Melansir Viva, Kepala Bagian Hubungan Masyarakat dan Tata Usaha Ditjen Imigrasi Kemenkumham, Agung Sampurno membenarkan hal tersebut.

“ Tanggal 25 Januari 2018 Ditjenim telah menerima surat Keputusan KPK tentang pencegahan bepergian ke keluar negeri atas nama Zumi Zola Zulkifli,” kata Agung di Jakarta, Rabu 31 Januari 2018.

Dikatakannya, bahwa surat pencegahan dari KPK disebutkan bahwa pencegahan ini dilakukan demi proses hukum yang saat ini tengah ditangani. Tujuannya, jika sewaktu waktu diperlukan keterangan, Zumi Zola tidak sedang berada di luar negeri.

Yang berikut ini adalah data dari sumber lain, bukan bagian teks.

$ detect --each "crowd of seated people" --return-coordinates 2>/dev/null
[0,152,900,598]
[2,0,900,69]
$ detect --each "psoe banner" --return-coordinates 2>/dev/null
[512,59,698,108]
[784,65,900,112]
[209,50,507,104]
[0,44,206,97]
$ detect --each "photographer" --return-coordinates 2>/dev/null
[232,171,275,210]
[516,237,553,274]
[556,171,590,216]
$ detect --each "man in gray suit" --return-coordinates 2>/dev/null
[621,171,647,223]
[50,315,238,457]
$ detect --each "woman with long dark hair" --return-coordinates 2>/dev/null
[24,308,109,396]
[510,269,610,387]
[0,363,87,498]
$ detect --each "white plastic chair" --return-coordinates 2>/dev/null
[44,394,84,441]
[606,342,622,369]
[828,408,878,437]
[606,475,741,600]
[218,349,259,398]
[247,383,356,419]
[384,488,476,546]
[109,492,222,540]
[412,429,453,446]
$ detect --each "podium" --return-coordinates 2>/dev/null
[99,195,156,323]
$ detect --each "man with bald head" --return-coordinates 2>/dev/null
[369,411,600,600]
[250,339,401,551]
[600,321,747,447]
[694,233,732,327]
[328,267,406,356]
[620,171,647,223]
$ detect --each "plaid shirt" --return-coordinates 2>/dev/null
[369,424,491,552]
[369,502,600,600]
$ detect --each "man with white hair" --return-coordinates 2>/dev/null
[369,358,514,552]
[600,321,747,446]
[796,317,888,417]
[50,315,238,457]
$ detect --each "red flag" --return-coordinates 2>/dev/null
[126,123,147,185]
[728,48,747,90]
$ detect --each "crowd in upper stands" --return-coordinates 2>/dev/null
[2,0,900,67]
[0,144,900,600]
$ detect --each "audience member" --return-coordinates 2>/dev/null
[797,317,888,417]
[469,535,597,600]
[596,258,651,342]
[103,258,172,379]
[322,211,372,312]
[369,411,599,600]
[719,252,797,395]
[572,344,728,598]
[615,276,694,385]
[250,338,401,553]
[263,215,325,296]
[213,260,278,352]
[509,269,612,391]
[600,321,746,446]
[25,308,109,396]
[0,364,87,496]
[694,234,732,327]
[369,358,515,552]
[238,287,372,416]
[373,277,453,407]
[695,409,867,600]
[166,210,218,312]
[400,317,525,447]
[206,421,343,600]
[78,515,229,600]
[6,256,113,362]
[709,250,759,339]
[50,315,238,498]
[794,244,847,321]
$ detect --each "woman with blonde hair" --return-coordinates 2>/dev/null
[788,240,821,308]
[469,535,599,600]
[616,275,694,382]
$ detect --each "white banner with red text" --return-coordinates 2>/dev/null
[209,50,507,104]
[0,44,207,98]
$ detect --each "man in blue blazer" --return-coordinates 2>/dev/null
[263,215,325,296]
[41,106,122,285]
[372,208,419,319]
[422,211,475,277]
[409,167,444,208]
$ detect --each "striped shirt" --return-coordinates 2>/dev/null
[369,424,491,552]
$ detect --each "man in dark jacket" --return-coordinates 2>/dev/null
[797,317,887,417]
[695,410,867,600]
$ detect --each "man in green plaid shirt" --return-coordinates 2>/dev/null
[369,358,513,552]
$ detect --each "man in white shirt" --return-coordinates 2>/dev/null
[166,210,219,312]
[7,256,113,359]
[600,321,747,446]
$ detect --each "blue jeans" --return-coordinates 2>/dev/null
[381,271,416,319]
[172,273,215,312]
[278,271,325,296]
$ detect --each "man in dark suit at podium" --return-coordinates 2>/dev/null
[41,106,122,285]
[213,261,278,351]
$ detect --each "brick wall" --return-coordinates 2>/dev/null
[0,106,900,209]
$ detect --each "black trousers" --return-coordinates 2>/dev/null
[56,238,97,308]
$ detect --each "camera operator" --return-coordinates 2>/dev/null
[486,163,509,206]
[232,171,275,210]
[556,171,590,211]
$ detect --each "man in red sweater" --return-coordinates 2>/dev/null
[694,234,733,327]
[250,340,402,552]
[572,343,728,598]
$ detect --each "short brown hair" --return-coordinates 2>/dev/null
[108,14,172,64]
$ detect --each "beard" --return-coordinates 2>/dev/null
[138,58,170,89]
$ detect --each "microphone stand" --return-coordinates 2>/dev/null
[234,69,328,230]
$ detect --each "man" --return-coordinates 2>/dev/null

Adapun periode pencegahan tersebut, kata Agung, diberlakukan untuk enam bulan ke depan.

Diperoleh informasi, Wakil Ketua KPK Saut Sitomorang mengatakan, pihaknya akan segera mengumumkan status hukum  Zumi Zola dalam perkara dugaan suap APBD Jambi tersebut.

Disampaikannya pula, KPK telah membuka penyelidikan baru kasus tersebut dan KPK telah melakukan penggeledahan di rumah dinas gubernur Jambi kemarin, Rabu 31 Januari 2018.

“ Hasil resminya akan segera kami umumkan dalam beberapa hari ke depan,” kata Saut Situmorang kepada awak media di Gedung KPK Jakarta Selatan, Rabu 31 Januari 2018.